Lankhorst was born in a Roman Catholic family. He attended a protestant-Christian special schools in Meppel and Deventer, and the Roman Catholic Geert Groote College in Deventer. He started to attended gymnasium but later went to the HBS. He graduated in 1966. He continued to study political science at the University of Amsterdam and befriended his colleague Hans Janmaat. Lankhorst graduated in 1974 on a thesis on the Third Way.
Lankhorst joined the Political Party Radicals and entered the Amsterdam city council. He was originally candidate-alderman for education, but Roel van Duijn took this position for the PPR. Lankhorst left the council in 1980. A month later he became civil servant for the municipal department for Youth and Education. After the 1981 election Lankhorst became MP for the PPR. He was spokesperson on housing, education, transport and water management and youth welfare. He was one of the first MPs to be openly homosexual during his term in parliament.

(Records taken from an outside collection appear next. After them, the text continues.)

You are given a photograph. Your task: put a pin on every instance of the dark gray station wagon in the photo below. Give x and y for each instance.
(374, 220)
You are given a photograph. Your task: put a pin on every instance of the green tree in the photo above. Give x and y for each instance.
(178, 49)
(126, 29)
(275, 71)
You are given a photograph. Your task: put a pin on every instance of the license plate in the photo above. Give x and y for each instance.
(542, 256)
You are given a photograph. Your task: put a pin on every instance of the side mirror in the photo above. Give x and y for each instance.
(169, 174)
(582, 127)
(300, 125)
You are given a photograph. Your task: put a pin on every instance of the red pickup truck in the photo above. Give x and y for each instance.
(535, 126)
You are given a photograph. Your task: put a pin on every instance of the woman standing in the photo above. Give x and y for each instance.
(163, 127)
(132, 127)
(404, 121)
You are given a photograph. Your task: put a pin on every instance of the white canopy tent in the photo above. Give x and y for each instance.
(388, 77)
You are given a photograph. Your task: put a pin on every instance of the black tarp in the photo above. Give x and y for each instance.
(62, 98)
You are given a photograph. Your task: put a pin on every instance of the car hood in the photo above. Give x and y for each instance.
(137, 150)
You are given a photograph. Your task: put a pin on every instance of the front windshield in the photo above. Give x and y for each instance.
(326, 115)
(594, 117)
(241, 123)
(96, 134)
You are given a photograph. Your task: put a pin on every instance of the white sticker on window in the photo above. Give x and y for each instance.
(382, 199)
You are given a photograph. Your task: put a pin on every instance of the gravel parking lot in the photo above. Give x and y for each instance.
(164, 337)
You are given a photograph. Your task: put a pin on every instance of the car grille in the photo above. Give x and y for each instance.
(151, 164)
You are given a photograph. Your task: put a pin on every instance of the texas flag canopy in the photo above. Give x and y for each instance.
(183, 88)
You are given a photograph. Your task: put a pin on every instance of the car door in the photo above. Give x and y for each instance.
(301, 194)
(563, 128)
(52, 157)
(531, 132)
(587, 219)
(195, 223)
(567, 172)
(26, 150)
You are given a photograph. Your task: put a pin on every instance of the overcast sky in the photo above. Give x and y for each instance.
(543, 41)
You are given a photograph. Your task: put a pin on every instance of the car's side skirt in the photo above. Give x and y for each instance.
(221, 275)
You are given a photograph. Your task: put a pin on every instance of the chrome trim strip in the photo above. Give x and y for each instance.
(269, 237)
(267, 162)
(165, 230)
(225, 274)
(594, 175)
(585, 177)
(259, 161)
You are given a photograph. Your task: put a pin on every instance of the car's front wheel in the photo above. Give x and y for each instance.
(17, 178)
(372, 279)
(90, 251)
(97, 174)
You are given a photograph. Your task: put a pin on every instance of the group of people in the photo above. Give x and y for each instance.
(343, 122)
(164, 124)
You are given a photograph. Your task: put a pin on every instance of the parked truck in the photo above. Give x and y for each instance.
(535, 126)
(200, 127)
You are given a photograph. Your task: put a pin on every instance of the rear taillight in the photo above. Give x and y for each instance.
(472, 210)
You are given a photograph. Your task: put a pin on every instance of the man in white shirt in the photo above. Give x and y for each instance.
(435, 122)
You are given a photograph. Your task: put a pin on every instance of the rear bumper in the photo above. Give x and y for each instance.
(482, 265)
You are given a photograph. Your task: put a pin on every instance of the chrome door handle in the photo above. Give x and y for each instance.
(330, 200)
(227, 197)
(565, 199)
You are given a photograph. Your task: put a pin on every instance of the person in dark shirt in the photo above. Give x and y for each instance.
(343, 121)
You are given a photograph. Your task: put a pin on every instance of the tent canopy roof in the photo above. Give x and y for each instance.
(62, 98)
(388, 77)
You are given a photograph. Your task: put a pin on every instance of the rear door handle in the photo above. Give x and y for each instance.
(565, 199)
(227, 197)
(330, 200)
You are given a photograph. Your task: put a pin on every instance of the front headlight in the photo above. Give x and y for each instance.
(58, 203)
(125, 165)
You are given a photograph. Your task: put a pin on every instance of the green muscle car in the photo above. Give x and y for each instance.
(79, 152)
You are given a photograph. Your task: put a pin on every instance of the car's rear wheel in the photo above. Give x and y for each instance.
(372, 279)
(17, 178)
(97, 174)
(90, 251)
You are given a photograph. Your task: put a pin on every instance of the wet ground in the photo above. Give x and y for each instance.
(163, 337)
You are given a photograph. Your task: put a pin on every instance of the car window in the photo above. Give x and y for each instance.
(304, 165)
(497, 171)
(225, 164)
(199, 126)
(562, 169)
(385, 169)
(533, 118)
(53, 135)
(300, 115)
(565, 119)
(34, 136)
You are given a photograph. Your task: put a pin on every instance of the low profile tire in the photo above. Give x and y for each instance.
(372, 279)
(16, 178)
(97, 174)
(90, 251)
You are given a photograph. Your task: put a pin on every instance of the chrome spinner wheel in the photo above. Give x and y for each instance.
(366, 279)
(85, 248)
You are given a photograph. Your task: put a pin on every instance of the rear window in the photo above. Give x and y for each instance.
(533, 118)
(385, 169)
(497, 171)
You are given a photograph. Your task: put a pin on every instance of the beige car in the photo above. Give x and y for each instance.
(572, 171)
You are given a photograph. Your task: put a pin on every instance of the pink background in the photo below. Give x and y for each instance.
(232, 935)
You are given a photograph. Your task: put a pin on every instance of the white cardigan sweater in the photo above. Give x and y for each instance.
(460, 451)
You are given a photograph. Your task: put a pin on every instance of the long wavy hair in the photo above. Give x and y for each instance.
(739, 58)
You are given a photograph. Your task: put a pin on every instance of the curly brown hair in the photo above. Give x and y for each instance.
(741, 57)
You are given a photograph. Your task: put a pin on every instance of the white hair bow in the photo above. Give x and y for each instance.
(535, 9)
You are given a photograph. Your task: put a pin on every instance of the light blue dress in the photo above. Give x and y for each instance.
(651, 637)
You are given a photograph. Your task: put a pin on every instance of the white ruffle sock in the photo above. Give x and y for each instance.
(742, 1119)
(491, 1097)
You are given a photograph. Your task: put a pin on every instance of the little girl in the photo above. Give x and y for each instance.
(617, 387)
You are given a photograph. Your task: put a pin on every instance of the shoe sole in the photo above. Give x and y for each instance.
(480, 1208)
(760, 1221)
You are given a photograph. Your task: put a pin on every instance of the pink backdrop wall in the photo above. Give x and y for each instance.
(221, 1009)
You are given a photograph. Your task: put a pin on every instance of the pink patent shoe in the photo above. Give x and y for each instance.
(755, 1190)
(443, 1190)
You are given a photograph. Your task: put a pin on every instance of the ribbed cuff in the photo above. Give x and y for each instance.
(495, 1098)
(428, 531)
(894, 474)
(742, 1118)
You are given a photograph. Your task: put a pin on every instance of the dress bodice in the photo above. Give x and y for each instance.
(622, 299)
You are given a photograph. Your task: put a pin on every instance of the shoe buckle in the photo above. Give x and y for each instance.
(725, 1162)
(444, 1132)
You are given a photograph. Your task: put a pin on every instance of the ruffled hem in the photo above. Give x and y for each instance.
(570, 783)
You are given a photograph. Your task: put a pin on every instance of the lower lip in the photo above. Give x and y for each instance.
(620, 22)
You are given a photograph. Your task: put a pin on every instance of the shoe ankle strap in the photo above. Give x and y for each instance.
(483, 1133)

After the 1982 election his former friend Janmaat became MP for the far right Centre Party. Lankhorst tried to avoid Janmaat as far as possible. In 1989 Lankhorst initiated a law to oblige high schools to have a statute which lays down the rights of students. In 1993 it was adopted. In 1991 the PPR merged with the communist Communist Party of the Netherlands, the left-socialist Pacifist Socialist Party and the progressive-Christian Evangelical People's Party. Lankhorst continued his membership of the Tweede Kamer under the new formation. When Ria Beckers left the parliament in 1993 in order to make room for a new political leader, which would lead the party in the 1994 election, Lankhorst took over the position of chair of the parliamentary party ad interim. He would not stand for re-election in the 1994 election.
In 1994 Lankhorst became a Knight in the Order of the Dutch Lion. After leaving parliament Lankhorst became an alderman in the submunicipality Bos en Lommer in Amsterdam. He left the position 1998 to become an independent advisor on youth policy.